The applicant approached the Cape High Court for an order declaring that section 2B is inconsistent with the Constitution because it conflicts with section 25(1) and offends the provisions of section 34. He based his arguments on his allegation that the provisions of section 2B are unknown to the general population, as well as on the email NW sent him regarding his will. The application was opposed.
The court looked at the history of section 2B (including similar laws in other foreign countries) and held that the result of section 2B is proportional to the situation it aims to address and is therefore not unconstitutional.
The court also held that section 2B is not procedurally unfair and does not constitute a limitation of the applicant’s right of access to a court as set out in section 34 of the Constitution. The application was accordingly dismissed.
Aggrieved with the outcome, the applicant lodged an appeal against the judgment.
The SCA decision
The appellant did not contest the proposition that section 2B has a legitimate object. Rather, the appellant argued that it is too restrictive because it does not permit of the consideration of evidence outside of the will to determine whether the testatrix intended to benefit her previous spouse, notwithstanding the dissolution of the marriage. Whether this constraint amounts to arbitrary deprivation in terms of section 25 of the Constitution was thus the issue upon which the appeal turned.
The SCA held that a testatrix gives expression to her intention in her will, properly executed in conformity with the Wills Act. It is this intention that is relevant to the paramountcy carve-out. In addition, what must be determined is not some general wish to benefit the previous spouse, but an intention to do so, in her will, despite the divorce.
The court found there were no reasons to deviate from the settled legal principle that the will of a deceased is the ultimate expression of such a deceased’s intention with regard to succession. As such, the appellants arguments could not stand.
The appeal was dismissed with costs.
Key takeaways
Most people who get divorced do not realise that unless they revoke a prior will that favours their former spouse, it will have to be given effect to notwithstanding the terms of any generous settlement they may have arrived at during the divorce. In fact, they may even assume that divorce will automatically result in disinheritance of their former spouse – which is not the case, De la Harpe says.
The possibility of a testator/testatrix spouse dying immediately after their divorce (within the three-month period provided for in section 2B) is extremely low. Thus, in reality, the provision affects only a very small number of people (and that’s in all likelihood why this provision is relatively unknown).
Nevertheless, estate planners and drafters of wills must ensure that divorcing clients are made aware of the implications of section 2B and plan accordingly, De la Harpe says.

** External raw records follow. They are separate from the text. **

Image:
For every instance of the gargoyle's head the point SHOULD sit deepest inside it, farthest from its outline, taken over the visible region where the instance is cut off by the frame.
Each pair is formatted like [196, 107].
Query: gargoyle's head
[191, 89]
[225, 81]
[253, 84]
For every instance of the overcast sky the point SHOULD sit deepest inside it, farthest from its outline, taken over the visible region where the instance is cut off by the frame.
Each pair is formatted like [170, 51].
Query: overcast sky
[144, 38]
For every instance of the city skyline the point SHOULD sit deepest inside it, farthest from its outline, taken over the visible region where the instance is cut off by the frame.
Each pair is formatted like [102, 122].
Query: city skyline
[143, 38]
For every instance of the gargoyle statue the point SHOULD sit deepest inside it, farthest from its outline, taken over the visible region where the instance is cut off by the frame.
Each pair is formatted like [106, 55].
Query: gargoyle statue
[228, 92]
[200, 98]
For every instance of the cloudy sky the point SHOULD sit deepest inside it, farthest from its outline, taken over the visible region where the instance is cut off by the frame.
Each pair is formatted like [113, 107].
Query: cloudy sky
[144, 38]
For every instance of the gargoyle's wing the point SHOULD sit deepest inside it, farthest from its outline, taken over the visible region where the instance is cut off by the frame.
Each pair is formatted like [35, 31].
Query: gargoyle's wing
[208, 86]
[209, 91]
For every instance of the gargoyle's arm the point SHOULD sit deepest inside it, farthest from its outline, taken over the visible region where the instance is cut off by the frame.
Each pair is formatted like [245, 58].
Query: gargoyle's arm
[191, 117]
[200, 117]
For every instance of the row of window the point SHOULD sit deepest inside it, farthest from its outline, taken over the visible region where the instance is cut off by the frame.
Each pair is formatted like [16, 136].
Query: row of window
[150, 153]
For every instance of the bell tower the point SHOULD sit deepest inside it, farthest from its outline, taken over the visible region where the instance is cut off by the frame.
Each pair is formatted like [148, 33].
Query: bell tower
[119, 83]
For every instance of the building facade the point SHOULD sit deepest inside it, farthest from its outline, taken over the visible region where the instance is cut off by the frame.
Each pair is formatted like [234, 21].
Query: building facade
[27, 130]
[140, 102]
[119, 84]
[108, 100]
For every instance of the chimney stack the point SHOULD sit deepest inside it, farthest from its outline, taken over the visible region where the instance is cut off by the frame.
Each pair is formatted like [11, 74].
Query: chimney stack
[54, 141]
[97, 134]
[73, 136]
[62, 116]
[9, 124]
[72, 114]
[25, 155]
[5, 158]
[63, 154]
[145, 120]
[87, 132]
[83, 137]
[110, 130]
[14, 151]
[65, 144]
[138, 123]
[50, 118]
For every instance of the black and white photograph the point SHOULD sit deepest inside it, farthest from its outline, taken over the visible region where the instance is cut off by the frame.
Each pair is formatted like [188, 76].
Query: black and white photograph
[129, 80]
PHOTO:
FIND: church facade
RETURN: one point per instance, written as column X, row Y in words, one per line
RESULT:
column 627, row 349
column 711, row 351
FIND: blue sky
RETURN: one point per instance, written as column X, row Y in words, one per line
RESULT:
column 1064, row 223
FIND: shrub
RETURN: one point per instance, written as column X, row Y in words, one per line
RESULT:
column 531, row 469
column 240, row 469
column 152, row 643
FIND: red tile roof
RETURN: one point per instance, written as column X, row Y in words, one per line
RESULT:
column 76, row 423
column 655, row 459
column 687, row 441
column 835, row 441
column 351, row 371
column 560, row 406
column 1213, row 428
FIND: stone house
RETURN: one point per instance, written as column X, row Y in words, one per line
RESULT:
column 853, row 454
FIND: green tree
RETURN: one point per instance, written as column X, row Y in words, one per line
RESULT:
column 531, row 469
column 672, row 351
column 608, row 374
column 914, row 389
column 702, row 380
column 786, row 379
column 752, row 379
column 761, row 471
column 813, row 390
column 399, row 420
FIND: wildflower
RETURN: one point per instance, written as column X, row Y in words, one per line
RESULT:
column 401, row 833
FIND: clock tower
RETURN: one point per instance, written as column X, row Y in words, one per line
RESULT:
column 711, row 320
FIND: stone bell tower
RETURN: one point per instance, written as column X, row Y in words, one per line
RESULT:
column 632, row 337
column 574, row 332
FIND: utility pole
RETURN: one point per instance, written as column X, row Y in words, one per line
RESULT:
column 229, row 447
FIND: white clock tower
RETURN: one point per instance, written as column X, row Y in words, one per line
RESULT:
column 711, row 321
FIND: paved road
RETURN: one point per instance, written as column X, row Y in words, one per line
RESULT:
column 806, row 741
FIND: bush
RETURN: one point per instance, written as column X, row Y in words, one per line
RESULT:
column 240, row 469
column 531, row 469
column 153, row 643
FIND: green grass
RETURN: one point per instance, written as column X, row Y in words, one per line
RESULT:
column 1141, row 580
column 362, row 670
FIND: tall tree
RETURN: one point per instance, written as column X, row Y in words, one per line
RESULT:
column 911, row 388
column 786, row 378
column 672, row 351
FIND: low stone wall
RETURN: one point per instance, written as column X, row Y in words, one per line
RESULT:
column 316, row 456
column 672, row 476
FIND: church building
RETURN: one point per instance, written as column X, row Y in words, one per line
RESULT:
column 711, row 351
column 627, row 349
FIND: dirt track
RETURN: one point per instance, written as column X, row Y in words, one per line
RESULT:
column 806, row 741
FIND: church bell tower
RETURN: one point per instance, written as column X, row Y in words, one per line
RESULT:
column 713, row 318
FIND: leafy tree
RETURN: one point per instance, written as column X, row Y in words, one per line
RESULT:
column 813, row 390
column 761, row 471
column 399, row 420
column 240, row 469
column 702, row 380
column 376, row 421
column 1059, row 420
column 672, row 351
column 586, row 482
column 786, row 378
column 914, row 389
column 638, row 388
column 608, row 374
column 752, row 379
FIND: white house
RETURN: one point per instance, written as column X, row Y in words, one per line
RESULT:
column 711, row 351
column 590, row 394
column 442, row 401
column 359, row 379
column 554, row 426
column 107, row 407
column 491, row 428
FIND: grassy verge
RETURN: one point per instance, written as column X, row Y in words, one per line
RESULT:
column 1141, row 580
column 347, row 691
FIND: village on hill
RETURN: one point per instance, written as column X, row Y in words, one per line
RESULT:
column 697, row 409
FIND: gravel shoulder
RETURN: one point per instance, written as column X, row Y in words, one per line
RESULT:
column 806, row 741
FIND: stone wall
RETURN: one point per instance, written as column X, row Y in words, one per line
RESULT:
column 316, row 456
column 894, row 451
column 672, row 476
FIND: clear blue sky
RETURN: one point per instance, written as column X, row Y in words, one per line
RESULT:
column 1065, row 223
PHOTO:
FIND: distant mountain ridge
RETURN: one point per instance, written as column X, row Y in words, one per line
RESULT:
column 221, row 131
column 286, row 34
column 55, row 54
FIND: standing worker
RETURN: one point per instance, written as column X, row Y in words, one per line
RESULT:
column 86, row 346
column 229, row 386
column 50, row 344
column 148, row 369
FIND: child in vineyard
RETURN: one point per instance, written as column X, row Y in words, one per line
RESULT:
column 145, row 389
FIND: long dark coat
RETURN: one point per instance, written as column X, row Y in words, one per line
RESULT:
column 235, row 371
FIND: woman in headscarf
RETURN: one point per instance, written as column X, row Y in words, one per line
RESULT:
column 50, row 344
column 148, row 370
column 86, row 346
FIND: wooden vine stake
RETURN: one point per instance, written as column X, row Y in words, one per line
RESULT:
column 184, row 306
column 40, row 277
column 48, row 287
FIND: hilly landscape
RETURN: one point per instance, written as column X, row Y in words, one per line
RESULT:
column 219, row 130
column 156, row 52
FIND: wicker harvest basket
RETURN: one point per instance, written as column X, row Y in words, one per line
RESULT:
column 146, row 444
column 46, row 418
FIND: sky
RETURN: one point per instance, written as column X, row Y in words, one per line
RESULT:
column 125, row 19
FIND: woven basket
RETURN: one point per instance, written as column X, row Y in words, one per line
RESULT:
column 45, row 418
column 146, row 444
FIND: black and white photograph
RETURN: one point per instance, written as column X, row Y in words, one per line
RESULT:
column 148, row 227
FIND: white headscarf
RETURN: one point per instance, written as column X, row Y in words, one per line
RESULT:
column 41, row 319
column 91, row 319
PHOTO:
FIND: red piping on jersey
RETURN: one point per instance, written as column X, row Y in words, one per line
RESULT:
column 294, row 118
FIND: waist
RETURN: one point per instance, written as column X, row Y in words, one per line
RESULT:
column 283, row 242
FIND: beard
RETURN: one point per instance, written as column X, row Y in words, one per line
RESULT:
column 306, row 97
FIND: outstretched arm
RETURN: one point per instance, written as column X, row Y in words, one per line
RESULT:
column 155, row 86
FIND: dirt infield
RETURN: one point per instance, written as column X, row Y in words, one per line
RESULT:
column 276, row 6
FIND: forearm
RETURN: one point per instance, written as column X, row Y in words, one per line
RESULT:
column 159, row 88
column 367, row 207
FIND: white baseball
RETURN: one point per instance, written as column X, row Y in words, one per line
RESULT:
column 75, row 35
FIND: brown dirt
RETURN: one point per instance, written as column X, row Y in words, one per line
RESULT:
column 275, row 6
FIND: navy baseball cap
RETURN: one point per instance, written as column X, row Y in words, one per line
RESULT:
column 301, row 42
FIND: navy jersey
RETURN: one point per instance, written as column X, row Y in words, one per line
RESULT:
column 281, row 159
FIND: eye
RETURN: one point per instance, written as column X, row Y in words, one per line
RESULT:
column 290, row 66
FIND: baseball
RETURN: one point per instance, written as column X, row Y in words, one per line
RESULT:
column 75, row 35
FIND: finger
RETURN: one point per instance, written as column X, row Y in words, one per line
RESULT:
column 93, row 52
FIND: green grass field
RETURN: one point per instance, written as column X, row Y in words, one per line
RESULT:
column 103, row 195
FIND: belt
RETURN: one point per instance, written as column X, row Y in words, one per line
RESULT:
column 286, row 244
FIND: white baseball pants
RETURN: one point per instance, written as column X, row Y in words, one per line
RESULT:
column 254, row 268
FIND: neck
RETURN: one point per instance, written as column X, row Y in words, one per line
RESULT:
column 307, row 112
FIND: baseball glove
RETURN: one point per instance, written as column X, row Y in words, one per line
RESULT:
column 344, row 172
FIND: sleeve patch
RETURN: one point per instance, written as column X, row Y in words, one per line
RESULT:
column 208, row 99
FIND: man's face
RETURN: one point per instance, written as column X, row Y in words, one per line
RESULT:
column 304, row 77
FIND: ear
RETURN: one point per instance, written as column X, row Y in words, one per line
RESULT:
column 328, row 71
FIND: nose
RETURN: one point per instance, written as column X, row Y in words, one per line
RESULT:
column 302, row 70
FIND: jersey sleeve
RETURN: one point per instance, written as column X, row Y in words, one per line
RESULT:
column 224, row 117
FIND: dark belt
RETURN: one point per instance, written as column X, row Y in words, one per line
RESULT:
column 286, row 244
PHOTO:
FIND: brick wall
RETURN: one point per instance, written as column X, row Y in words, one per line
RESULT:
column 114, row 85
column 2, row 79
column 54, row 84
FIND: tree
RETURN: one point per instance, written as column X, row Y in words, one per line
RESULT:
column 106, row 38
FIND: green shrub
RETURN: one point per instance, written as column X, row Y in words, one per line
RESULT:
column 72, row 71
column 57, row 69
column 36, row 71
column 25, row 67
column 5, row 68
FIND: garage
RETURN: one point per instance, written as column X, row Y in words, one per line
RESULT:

Also remember, the provision does not apply in respect of a testator who has executed another will after a divorce. Any will signed after a divorce is excluded from section 2B’s ambit and will therefore not be affected, even if it was made within three months after the date of divorce.
Disclaimer: The information in this article does not constitute legal, estate planning, or financial planning advice that is appropriate for every individual’s needs and circumstances.